Leading technology companies from around the world are entering China to establish research centres, leverage China's unique situation of rapid growth and large manufacturing base, and scooping up talent from China's leading universities. SAP, the world's largest application software company, recently entered China to establish one of its exclusive technology research centres, SAP Research. While this division has been successful at its headquarters in Germany, the Chinese labor market and business environment remain difficult for foreign multinationals to navigate. Foreign companies often experience challenges ranging from difficulty finding innovators in a competitive talent pool to dealing with turnover of employees that have an aggressive focus on compensation. There is concern that locating in Shanghai, far away from the innovative hotbed of universities and other technology research centres that have set up shop in Beijing, was the wrong choice for SAP in China. What would be necessary to win the war for high-profile PhDs in the competitive Chinese labor market?
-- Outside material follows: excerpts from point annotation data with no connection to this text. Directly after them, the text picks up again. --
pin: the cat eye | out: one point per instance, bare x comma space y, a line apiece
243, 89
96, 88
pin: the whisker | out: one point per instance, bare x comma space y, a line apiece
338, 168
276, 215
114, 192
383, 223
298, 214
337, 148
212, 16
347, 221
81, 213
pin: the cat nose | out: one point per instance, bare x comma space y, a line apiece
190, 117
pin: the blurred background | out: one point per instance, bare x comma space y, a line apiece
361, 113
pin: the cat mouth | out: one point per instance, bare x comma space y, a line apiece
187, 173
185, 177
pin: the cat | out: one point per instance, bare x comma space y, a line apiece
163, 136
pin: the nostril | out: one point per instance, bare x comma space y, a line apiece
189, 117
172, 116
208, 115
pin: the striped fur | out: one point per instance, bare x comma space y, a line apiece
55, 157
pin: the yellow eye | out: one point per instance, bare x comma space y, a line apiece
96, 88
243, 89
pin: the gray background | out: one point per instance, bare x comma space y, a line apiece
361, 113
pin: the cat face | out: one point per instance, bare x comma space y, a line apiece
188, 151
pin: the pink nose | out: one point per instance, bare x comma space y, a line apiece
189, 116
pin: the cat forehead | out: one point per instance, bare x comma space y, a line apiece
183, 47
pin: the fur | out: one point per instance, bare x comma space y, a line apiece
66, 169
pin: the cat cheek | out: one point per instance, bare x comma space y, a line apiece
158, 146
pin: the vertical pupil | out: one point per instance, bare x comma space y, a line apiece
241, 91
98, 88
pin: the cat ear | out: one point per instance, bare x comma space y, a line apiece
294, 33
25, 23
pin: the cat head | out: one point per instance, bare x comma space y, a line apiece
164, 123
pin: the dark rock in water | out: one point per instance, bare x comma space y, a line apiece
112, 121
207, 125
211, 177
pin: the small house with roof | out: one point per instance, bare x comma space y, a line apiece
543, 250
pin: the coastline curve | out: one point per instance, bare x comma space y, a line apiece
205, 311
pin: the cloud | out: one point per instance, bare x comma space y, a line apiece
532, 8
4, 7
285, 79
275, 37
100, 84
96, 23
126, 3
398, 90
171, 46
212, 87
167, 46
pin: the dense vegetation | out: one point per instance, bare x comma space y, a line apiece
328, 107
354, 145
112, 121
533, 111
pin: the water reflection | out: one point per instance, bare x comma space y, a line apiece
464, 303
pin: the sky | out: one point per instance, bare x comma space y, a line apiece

What would be required for SAP Research China to be an integral contributor in SAP's worldwide innovation network? This case illustrates the opportunities and challenges of research and development ("R&D") globalization and familiarizes students with the unique challenges of R&D strategy, new-market entry strategies, human resource management, innovation, clustering and intellectual property protection in rapidly developing countries. In particular, this case is relevant to studies in R&D globalization, business in China and talent management.